Spanish book illustrator and painter

Paula Bonet (born 1980 in Vila-real, Spain) is a Spanish book illustrator and painter. She has taken part in various projects and books, such as the book of poems called "Si uneixes tots els punts" ("If you connect all the points") written by Estel Solé and the work "T'estimo, ets perfecte, ja et canviaré" directed by Elisenda Roca. She became famous mainly because of the illustrations she began doing in 2009, she has hundreds of thousands of followers on social networks.

==Biography==
She was born in Vila-real. As a child, she loved everything related to drawing as a way of expressing herself artistically. At the age of 14 she joined a drawing academy in her home city, Vila Real, this was the start of what would become, years later, her profession. After completing secondary school, she decided to study Fine Arts even though many of her relatives and friends told her she should study other careers which have more professional output. When Paula was 17 she was admitted to the Polytechnic University of Valencia to study Fine Arts. Once she completed these studies, she decided to spend time abroad continuing her university studies. She travelled to Santiago de Chile and for four months she studied at PUC. After that, she went to New York thanks to a scholarship and studied at the NYU for six months. Since she was 25, almost every summer she has travelled to Urbino (Italy) to take some prestigious short courses.

She was very clear that studying abroad would help to open her mind, searching for new horizons and discovering new influences. For four years she found it difficult to combine her teachers' job at a school in Valencia (Spain) and her job as an illustrator. So she decided to concentrate totally on illustration. After five months, she moved to Barcelona where she could find greater artistic movements.
Nowadays, she receives new job offers almost every day. She gained many fans by word of mouth. Most of her followers are female. Since then, her illustration skills have appeared on buses, murals and advertisements. She has exhibited in some European cities, such as, Porto, Florencia or Paris, without forgetting Barcelona and Valencia. She is a fan phenomenon with over 360,000 followers on her official social networks.

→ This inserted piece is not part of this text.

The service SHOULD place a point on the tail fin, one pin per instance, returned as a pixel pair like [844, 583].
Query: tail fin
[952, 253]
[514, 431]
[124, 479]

==Illustration techniques==
She used to work with engraving (lithography, screen printing, chalcography) and oil painting techniques. In 2009 she started introducing illustration into her work.
She feels comfortable drawing illustrations and adding text. Paula tries to make it fifty-fifty. The illustrations support the texts and vice versa. "They are not explained illustrations neither illustrated texts".

==Publications==
- 813 (La Galera, Spanish and Catalan edition, 2015)
- La pequeña Amelia se hace mayora (Spanish edition) / La petita Amèlia es fa gran (Catalan edition) (Combel Editorial, 2014).
- Qué hacer cuando en la pantalla aparece The End (Lunwerg, 2014)
- Léeme (Spanish edition) / Llegeix-me (Catalan edition) (Andana Editorial, 2012).